The selfless life inevitably means self-sacrifice, writes David Quinn
American swimmer, Michael Phelps, has now won an extraordinary 23 gold medals. If he was a country on his own, he would rank something like No.35 on an all-time gold medal table. It makes him one of the greatest Olympians ever.
It goes without saying that quite apart from his natural talent, it is incredible hard work and self-sacrifice that has got him to where he is today. Was it worth it? For him it was. He is now a legend. But his personal life came off the rails for a time and threatened to derail his sporting career as well.
By the time this started to happen, Phelps already had two tremendously successful Olympics behind him, namely Athens in 2004 and Beijing in 2008. In 2009, he was suspended from competitive swimming for three months having been caught apparently smoking cannabis. He started drinking heavily and when he first retired after the 2012 London Olympics, he found nothing else to fill his life with.
A combination of marriage, reconciliation with his estranged father and reigniting his love for swimming put his life back on the rails and we have just seen the result of that in Rio.
Other highly successful swimmers have also seen their lives come off the rails, including Australia’s Ian Thorpe and Grant Hackett. It is the same in many other sports.
Excellence
What must be remembered is that anyone who succeeds at sport has to sacrifice a huge part of their childhood. Everything in their life has to take second place behind the pursuit of sporting excellence. If they don’t succeed in the end, or even if they do, the void left behind by retiring from their chosen sport has to be filled by something, and often it isn’t.
The question is whether all the sacrifices are worth it? It must be remembered that for every sportsperson who succeeds, thousands don’t. If you searched hard enough you would probably find former athletes who would tell you that the sacrifices weren’t worth it. But most would probably say that they were, even if they didn’t reach the top of their field.
For most of those at the Olympics, getting there is enough, and for those who don’t get that far, trying to get there is enough. Becoming the best you can be at something is reward enough on its own and means the sacrifices and hardships involved are worth it.
Do Christians believe the pursuit of moral excellence, as distinct from sporting excellence, is worth the sacrifice?

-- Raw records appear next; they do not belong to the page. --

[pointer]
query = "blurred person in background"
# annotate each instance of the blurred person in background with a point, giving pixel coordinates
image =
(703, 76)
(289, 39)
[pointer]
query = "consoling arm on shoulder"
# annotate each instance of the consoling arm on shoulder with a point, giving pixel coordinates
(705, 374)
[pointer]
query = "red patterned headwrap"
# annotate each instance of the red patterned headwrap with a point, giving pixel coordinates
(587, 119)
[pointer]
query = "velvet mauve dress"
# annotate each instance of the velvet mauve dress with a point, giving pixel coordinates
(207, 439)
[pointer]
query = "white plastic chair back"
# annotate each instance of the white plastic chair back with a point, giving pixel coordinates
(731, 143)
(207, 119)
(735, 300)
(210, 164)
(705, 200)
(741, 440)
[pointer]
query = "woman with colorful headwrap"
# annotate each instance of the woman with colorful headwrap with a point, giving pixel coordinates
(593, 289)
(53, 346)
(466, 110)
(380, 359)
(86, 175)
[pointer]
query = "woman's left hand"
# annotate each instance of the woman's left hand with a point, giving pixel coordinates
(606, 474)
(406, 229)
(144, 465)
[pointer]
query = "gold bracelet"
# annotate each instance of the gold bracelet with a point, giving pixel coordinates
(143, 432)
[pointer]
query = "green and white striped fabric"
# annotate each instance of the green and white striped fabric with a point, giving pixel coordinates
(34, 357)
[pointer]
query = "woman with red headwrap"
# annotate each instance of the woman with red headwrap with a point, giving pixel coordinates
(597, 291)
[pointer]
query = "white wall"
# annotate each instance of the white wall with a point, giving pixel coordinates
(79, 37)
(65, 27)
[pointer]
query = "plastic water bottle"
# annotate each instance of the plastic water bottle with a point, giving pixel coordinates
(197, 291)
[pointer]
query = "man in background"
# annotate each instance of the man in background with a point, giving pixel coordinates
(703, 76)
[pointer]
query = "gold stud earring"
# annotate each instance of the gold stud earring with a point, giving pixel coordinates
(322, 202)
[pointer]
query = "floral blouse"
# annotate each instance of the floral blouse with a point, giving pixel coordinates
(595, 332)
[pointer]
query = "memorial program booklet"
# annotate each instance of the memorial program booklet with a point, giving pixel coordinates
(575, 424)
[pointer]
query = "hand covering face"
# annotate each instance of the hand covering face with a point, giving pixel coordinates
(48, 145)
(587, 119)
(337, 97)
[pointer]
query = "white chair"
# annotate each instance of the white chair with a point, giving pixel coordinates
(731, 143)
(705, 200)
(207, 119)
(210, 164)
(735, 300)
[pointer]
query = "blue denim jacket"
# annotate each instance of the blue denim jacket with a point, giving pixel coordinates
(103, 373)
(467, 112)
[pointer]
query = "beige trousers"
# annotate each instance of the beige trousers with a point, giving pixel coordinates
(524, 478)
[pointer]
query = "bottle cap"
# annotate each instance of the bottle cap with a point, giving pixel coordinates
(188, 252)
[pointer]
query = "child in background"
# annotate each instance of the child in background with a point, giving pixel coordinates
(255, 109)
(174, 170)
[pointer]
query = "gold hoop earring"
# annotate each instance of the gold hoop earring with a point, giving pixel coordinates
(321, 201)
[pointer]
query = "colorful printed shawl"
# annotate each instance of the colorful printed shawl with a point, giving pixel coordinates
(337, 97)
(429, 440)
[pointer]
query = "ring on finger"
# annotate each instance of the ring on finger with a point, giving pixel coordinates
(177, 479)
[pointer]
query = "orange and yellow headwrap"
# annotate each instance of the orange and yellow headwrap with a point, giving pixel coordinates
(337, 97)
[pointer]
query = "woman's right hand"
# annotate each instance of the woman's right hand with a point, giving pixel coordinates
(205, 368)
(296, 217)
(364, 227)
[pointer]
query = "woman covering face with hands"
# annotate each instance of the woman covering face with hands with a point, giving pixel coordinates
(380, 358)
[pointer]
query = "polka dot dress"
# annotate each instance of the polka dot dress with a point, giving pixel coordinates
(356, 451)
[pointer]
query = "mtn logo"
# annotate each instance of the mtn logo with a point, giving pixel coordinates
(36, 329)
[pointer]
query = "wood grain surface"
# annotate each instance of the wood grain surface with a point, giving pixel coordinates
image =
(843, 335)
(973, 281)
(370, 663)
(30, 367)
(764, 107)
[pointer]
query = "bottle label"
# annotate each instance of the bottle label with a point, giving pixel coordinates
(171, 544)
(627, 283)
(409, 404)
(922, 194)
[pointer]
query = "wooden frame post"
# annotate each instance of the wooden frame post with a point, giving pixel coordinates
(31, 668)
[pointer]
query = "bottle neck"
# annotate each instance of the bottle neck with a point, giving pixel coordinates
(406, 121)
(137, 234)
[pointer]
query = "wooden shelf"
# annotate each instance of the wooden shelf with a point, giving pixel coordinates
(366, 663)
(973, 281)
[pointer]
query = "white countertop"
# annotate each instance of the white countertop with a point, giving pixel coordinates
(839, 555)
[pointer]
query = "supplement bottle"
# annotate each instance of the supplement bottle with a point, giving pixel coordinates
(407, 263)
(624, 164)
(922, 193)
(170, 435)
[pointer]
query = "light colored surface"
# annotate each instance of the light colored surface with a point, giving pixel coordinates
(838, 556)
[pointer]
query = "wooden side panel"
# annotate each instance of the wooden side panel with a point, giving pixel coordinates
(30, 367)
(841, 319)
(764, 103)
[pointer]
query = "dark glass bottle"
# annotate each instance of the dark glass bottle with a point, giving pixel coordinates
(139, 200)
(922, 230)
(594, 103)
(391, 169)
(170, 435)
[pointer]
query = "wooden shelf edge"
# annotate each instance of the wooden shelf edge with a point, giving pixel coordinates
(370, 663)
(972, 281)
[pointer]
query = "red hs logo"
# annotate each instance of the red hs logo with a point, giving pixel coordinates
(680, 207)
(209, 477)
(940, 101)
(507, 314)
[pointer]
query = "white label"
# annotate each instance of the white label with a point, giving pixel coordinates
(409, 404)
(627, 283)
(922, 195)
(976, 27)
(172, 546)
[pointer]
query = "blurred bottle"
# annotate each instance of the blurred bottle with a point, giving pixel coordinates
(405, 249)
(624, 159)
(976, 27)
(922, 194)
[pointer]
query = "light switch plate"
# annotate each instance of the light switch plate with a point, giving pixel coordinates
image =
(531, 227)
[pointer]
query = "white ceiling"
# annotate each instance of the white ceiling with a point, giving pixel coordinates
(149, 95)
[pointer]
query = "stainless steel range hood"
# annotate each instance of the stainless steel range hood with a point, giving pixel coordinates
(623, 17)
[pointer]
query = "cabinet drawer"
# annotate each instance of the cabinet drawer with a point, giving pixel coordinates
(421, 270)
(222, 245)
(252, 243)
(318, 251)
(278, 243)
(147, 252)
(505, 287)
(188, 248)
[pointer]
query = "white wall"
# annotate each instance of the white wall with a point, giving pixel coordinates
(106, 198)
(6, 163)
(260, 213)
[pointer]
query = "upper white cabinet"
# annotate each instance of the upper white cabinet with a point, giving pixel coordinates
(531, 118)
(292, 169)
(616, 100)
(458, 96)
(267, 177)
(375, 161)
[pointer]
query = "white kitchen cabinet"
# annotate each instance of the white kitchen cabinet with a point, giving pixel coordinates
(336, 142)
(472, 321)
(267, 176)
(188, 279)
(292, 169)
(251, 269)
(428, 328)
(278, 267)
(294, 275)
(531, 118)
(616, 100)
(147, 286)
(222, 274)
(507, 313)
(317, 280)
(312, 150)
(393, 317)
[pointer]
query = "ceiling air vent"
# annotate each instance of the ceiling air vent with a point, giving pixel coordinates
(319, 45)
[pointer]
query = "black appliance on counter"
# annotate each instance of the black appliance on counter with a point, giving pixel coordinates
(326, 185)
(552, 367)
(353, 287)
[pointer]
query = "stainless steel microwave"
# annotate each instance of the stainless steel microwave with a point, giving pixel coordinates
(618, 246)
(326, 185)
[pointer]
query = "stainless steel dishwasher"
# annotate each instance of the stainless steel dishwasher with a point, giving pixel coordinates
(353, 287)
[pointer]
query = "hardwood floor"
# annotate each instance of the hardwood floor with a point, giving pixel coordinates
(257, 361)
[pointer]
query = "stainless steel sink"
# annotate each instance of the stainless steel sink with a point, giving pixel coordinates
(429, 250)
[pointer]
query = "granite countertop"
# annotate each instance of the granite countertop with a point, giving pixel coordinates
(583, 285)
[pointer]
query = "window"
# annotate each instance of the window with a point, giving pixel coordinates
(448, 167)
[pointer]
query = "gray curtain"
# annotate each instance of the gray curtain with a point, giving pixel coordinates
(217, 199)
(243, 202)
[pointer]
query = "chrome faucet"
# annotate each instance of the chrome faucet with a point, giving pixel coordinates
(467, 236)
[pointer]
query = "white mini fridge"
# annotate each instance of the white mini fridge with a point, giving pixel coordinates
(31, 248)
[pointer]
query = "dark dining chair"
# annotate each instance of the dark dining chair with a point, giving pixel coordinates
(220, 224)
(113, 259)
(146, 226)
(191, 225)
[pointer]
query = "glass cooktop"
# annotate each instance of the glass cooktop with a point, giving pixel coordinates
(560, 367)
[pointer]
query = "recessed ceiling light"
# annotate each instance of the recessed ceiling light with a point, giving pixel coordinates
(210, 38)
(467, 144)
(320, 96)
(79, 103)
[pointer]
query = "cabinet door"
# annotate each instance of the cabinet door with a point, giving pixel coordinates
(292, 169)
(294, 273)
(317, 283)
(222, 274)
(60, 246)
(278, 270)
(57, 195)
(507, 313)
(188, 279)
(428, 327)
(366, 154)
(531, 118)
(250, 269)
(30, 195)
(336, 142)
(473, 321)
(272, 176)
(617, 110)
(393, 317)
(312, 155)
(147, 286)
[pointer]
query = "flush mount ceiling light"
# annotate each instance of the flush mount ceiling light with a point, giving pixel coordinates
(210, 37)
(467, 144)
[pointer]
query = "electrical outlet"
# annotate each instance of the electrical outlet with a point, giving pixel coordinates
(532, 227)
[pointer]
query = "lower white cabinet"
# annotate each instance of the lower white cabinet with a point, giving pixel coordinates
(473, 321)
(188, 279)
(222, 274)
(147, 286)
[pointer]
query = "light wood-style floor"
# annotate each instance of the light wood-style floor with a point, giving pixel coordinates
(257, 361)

Do they even believe it should involve any hardship or sacrifice?
In the US, something called ‘prosperity theology’ enjoys a certain vogue. The idea behind it is that if you have God in your life, then everything in your life will go right, all things will prosper and you will even prosper materially. If this isn’t a heresy, nothing is.
A while back I came across a Facebook page called ‘Karl Barth for dummies’. Barth was one of the great Protestant theologians of the last century. The people behind this Facebook page had posted a picture of Christians in the lion’s den with the caption, ‘God loves you very much and has a wonderful plan for your life’.
They weren’t mocking Christianity. They were mocking the idea that Christianity should come without a cost, without the cross, without any hardship or suffering. If every Christian believed that believing in God and following him should bring only good things, there would be no Christianity because no Christian would ever have been able to endure any hardship. They would have fallen at the first hurdle.
Imagine if we viewed our marriages in the same way, if we believed a marriage should bring only happiness at all times. This would mean that our marriages would fail as soon as the first major challenge came along.
Nothing could survive this kind of totally unrealistic expectation, and nothing should. If a marriage is worth its salt, it ought to be able to survive challenges. In fact, the challenges show it is worth its salt.
For example, can you really be said to love your spouse if you are not willing to care for them through a long illness, or to help them bounce back from say, a spell of unemployment?
Can we really say we love our children unless we are willing to stand by them when they make terrible decisions that mean their lives have come off the rails, maybe for an indefinite period?
Suffering
Fr Brendan Purcell, a priest of the Dublin archdiocese who is now based in Australia but who used to teach philosophy at UCD, has just published a book with Veritas called, Where is God in Suffering? The most difficult kind of suffering to square with belief in a loving God is physical suffering.
But an awful lot of the suffering that comes our way is either self-inflicted or inflicted by the behaviour of others; a spouse, a child, another family member, a work colleague and so on.
A lot of suffering comes our way precisely because we love those closest to us. You might regret it when you hear about someone whose life has come off the rails, but you don’t suffer because of it. You do suffer when it happens to someone you love because you care about them.
Pope Benedict has correctly pointed out that if you want to rid the world of suffering the first thing to go has to be love, because a huge amount of pain is caused when we see things go wrong in the lives of those we love. It is very hard to get through life without this happening not just once, but probably many times.
None of this applies only to the Christian life, of course. Any moral life means overcoming selfishness and that isn’t easy because the selfless life means, by definition, caring for other people, and that is going to involve pain at some point. It is facing into this pain and going through it that we become better people.
So the question is, do we think it is worth it? Do we think it is worthwhile becoming less selfish and more selfless? It would be a very strange Christian who answered ‘No’ to that question. The selfless life necessarily involves caring for others and that will inevitably mean self-sacrifice. Any other view is completely incompatible with Christianity.